SetTimeout and promise&mutation are encountered

• Tasks: Run scripts | setTimeout callback
• Microtasks: Promise.then | Mutation Observers
• JS stack: script | onClick
• Log: click

3, The next key, bubble, because we haven’t finished executing the current script, we’re still in the inner. Click () function, so when onclick ends and bubbles start, the script doesn’t end

• Tasks: Run scripts | setTimeout callback
• Microtasks: Promise.then | Mutation Observers
• JS stack: script | onClick (this is the first time that the bubbling click, click is over)
• Log: click click

4. Repeat the previous content in the bubbling stage

• Tasks: Run scripts | setTimeout callback |setTimeout callback(outer)
• Microtasks: Promise.then | Mutation Observers |promise.then
• JS stack: script | onClick (this is the first time that the bubbling click, click is over)
• Log: click click

Note that no mutation was added the second time, as there was already one in rendering

Inner.
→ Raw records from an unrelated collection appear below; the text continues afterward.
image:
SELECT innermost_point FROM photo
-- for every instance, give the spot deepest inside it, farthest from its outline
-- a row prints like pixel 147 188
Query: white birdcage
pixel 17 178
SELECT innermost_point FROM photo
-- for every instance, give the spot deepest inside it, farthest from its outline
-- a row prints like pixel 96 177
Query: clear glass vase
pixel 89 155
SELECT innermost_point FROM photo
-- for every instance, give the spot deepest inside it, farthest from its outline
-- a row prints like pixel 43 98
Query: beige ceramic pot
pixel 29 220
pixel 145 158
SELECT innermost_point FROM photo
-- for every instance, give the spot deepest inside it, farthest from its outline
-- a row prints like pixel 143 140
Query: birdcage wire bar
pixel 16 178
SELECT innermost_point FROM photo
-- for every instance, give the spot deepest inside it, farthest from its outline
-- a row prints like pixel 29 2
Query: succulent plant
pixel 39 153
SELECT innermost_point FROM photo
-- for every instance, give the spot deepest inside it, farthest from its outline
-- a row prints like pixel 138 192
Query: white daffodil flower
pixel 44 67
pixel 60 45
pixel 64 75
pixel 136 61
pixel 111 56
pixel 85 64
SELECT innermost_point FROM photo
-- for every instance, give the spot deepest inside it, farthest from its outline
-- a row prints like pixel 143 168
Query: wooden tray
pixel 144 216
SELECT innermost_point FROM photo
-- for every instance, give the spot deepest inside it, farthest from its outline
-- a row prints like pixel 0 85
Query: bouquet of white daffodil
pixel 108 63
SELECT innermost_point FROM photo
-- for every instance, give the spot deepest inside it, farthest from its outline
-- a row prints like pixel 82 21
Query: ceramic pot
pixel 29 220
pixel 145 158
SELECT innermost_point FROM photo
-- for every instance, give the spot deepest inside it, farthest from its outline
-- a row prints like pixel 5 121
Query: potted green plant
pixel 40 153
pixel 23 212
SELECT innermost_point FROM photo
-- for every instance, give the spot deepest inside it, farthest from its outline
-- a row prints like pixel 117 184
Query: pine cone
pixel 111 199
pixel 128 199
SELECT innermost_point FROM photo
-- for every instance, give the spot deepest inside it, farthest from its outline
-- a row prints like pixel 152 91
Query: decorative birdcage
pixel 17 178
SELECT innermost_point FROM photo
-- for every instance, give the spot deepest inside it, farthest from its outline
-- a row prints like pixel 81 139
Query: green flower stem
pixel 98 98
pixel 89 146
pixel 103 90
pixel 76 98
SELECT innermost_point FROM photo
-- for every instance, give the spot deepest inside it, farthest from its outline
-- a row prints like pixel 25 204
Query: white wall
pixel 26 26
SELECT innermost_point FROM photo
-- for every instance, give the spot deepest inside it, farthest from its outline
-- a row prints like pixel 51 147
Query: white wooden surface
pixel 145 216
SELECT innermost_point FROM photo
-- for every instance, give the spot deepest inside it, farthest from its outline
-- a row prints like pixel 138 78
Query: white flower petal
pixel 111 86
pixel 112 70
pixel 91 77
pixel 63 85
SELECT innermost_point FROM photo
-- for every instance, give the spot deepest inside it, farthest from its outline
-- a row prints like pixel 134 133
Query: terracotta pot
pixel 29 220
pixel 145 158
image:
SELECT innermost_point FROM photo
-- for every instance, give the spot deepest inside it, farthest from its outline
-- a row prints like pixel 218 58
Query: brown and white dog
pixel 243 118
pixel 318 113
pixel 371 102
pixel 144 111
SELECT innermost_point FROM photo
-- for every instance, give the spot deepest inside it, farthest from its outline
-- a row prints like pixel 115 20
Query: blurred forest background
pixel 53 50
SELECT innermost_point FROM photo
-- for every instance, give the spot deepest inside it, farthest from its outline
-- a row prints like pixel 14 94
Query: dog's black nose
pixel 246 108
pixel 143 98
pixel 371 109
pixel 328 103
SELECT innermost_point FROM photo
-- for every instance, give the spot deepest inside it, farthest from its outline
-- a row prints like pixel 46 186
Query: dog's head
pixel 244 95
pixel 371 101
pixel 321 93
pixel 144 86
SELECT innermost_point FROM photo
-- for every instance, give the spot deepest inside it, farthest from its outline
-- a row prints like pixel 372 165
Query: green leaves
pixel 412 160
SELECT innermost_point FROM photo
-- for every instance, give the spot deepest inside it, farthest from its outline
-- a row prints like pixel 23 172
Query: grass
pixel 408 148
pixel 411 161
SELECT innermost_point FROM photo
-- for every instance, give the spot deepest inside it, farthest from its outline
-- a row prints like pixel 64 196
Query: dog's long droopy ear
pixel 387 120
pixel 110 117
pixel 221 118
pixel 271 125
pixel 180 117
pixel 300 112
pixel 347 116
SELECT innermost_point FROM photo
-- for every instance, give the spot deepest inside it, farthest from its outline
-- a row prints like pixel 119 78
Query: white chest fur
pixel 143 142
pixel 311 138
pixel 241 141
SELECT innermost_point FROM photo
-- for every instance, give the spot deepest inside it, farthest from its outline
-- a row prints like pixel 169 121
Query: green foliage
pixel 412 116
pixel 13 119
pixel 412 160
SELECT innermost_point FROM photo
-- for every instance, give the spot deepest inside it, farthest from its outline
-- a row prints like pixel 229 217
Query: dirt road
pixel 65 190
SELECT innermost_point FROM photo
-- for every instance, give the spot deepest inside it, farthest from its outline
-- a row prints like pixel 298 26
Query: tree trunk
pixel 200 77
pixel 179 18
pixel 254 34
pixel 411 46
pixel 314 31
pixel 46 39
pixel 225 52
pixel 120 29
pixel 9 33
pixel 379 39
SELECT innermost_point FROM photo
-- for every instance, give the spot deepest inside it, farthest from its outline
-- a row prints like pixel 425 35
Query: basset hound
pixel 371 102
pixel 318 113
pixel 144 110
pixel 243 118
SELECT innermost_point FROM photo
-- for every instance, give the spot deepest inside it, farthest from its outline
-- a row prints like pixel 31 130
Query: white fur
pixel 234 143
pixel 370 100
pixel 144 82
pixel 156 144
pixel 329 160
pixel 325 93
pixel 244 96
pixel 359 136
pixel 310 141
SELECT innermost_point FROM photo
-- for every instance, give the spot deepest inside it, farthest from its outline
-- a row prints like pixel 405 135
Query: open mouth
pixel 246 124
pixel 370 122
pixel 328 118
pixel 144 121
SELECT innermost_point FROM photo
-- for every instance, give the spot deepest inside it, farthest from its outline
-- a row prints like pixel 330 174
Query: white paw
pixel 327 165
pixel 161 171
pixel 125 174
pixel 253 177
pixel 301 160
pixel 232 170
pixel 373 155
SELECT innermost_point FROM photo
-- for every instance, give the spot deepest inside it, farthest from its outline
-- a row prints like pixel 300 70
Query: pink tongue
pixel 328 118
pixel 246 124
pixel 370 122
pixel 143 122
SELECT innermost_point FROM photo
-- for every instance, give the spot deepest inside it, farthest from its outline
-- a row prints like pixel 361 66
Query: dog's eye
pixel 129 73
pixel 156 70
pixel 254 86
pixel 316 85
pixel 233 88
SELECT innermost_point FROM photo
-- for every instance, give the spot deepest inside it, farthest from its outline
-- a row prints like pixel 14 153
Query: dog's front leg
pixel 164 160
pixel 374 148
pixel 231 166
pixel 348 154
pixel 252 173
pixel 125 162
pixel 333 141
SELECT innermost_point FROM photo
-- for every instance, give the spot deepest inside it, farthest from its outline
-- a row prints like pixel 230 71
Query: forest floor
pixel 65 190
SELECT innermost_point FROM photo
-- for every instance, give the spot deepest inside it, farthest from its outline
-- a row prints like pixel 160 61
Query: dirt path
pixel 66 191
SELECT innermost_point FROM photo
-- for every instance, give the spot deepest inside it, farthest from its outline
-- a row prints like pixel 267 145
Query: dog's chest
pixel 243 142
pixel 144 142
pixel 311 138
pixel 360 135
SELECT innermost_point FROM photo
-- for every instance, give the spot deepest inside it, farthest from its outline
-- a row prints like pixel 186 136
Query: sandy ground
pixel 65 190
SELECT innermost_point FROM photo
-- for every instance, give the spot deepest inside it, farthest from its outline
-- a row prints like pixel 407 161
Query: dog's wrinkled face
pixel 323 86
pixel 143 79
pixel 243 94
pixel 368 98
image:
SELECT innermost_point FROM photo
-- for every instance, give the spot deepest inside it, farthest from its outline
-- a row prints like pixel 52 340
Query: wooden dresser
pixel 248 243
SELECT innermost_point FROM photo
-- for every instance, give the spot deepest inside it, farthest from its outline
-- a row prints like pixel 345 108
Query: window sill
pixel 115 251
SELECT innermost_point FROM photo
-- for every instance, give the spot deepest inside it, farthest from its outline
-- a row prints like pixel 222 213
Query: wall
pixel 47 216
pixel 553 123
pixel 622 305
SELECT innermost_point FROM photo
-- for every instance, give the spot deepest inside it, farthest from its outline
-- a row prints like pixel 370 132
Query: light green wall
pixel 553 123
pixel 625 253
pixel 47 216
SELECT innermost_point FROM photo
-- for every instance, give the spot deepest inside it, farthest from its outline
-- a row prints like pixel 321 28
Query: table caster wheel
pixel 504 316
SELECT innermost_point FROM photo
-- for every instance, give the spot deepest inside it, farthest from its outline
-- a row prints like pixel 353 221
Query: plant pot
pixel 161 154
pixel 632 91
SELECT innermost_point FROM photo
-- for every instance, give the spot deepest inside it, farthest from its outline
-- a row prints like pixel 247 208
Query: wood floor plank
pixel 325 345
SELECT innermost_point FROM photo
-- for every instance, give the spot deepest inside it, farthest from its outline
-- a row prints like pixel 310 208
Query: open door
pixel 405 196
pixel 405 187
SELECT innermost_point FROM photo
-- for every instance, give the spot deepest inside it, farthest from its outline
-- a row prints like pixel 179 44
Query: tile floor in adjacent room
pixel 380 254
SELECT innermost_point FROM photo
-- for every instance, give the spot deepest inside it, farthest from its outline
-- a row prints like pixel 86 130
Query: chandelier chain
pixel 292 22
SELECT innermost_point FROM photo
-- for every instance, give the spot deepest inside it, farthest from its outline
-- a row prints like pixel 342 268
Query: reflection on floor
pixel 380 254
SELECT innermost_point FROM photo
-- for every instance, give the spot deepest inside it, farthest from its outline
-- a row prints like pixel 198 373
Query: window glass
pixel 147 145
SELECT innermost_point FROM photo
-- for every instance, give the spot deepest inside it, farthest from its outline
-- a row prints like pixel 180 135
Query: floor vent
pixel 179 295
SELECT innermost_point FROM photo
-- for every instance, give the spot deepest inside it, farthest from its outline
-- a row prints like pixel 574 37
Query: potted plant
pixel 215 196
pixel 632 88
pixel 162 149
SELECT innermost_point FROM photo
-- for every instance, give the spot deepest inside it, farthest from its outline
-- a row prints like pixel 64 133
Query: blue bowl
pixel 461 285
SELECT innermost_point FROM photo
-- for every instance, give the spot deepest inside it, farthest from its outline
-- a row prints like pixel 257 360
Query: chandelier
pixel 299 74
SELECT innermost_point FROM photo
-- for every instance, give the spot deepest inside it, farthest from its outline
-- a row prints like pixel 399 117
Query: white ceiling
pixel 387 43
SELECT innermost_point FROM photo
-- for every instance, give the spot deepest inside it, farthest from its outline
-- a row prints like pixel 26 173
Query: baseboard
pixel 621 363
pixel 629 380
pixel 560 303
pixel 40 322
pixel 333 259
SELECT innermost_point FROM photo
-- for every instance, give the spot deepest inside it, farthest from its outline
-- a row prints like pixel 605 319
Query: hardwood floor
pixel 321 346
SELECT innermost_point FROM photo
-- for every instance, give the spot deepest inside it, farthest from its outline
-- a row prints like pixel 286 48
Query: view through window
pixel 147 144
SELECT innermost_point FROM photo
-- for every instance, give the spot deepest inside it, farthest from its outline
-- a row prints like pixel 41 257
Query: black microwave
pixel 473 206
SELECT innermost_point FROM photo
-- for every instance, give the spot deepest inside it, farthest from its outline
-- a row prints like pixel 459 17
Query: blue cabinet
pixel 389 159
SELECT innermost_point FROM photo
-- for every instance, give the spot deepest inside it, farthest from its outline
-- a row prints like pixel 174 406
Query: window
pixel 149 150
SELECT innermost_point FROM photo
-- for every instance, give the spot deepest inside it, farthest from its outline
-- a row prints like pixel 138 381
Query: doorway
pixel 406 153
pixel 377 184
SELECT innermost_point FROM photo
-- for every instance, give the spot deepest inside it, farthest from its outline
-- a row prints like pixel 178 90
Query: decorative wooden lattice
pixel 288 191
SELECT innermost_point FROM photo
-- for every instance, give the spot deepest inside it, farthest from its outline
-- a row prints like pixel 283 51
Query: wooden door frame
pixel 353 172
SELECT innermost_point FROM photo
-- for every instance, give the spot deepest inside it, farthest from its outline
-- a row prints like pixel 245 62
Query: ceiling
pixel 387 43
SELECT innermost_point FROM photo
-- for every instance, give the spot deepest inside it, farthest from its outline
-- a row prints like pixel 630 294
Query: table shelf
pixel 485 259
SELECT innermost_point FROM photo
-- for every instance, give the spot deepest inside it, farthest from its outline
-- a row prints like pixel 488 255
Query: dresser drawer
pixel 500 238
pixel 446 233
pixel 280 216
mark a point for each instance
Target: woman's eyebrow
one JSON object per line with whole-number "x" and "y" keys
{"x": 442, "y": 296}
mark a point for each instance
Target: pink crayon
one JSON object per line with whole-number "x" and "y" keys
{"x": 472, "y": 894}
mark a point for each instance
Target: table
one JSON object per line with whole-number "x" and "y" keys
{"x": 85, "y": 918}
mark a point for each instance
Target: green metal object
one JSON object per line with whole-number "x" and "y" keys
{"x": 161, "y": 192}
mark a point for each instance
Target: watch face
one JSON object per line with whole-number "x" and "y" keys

Click () execute Microtasks

• Tasks: Run scripts | setTimeout callback |setTimeout callback(outer)
• Microtasks: Promise.then | Mutation Observers |promise.then
• JS stack:
• Log: click click promise

6, according to the theory of execution

• Tasks: Run scripts | setTimeout callback |setTimeout callback(outer)
• Microtasks: Mutation Observers |promise.then
• JS stack:
• Log: click click promise mutate.

I won’t explain the rest, but Microtasks are pushed out of the stack and then executed in sequence.

conclusion

The analysis and depth of this article by Teacher Jake is really admirable. I was also recognized by the interviewer for explaining the Event loop in detail in the interview. So if you have doubts about asynchronous and Event loop, you can thoroughly digest this content and make progress together!